Closed Source Drivers & The Linux Community
Every time I come in contact with a closed source 'proprierity' driver
I find that it offers me more trouble than it is worth. Below are some
opinions on the different fabricants of hardware.
NVidia
Nvidia is the kind of cooperation that pollutes the linux community.
Linux is open source, the Nvidia drivers are not. They are proprierity,
which is silly in general. I buy hardware and when I buy hardware I
want a pretty decent specification on how to use it (e.g: under the
form of source code). If that is not available, then I bought something
useles. The NVidia drivers, and specially the 3D access, are closed
source and incredible difficult to install. I managed to do this for
all past kernels and versions of their closed source driver. However
very recenlty my card was 'suddenly' no longer supported. This means
that I now have the choice of buying a new one (problably the big
masterplan behind their current driver), or fall back to the
less-than-optimal X.org implementation of the NVidia driver. I 'choose'
the last option.
Bottomline: NVIDIA sucks for not providing the interfacing
specification of their hardware.
ATI Radeon cards: Fglrx
The firegl cards are a nightmare as well. Again a closed sourced driver
and a company that tries to get their 'hands' in the market by not
releasing the source of their driver in one way or another. These days
this might seem 'natural' not to provide a specification of hardware.

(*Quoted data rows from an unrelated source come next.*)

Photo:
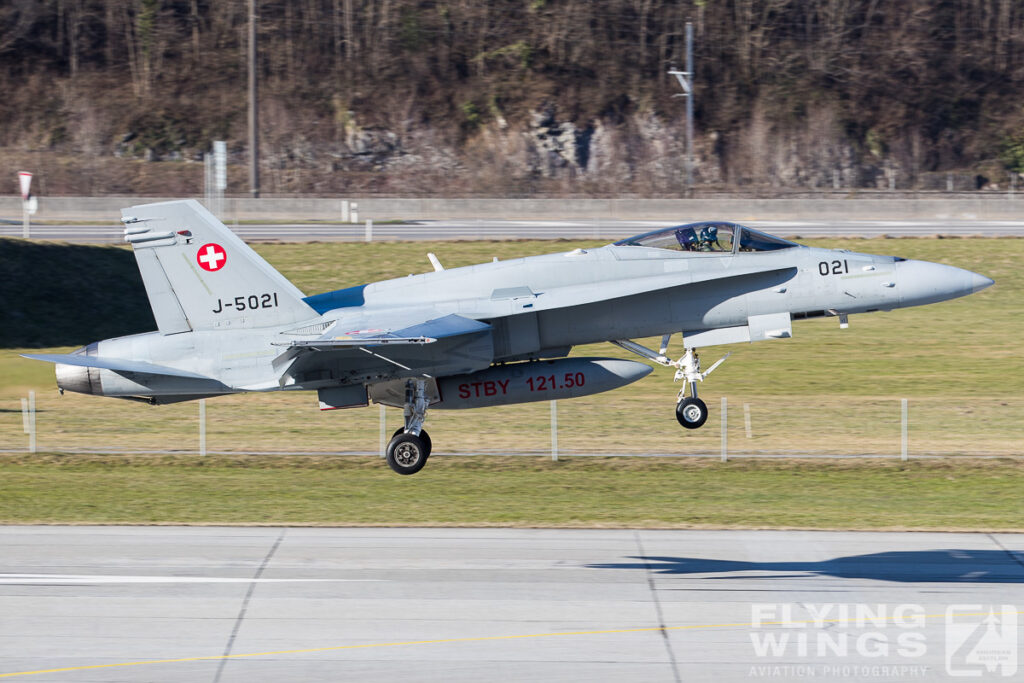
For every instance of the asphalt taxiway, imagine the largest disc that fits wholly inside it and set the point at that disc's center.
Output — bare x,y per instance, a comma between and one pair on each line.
609,229
140,603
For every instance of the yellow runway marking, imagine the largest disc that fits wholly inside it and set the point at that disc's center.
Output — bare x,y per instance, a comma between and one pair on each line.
335,648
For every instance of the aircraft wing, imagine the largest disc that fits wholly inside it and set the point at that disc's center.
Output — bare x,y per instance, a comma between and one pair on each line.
117,365
395,343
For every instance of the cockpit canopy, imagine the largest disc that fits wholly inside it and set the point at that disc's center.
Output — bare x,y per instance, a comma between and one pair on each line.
711,236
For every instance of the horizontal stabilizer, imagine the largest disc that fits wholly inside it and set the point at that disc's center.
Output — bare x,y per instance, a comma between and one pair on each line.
361,341
117,365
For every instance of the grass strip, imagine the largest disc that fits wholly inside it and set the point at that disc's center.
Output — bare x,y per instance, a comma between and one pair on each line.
524,492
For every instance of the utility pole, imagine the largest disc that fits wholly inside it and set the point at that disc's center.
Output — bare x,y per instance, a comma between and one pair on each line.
253,116
685,79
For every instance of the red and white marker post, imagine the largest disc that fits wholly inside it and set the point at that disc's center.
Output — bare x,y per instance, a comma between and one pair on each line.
29,204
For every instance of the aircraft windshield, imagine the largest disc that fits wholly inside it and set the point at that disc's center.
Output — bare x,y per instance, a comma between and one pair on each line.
708,237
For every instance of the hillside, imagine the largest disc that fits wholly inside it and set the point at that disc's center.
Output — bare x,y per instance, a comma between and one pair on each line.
513,96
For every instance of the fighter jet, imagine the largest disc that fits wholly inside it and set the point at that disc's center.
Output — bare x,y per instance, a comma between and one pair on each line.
484,335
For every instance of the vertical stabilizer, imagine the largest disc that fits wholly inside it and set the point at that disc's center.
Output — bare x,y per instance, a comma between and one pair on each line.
200,275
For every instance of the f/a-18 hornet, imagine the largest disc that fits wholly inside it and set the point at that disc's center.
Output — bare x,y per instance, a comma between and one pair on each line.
478,336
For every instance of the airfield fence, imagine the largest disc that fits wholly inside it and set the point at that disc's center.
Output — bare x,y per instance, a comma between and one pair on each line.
758,426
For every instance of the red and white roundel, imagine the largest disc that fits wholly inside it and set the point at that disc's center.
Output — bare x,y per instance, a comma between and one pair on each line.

But, the reality is that one effectively buys a car without the ability
to steer it. For instance it has taken many generations of the radeon
driver to actually not crash X every once in a while (probably a
concurrency problem). However, it was completely impossible to fix that
issue since no source was available. Similarly: lately the X.org
drivers changed their versioning scheme which broke the binary driver
entirely. Normally one could fix that, now we can't.
It finally happened. One of our machines stopped working with the upgrade to the 8.38 drive. The mobility radeon 9000 is no longer supported. So here we are: great hardware, no drivers. Does this mean their hardware is completely useles ? The answer is: yes.
Bottomline: ATI and their fglrx/radeon driver suck.
Sound Blaster
Sound blaster cards and creative labs in general are a nightmare for
the Linux community. In a sense they are partly supported, in another
sense they are supported because some people have spent a lot of time
in figuring out how the cards work. However, what I can now do with my
'Create Labs live mega DSP piece of hardware' is that I can access the
DA and AD cirtuits. That's about it. There are simply no proper
specifications available on how to access the hardware.
Bottomline: creative labs suck for their useles linux suport
Intel IPW2200 drivers
At the moment I have a intel IPW2200 wireless network card. That driver
is closed source as well, and I'm pretty sure that in the near future
the drivers will become obsolete as well.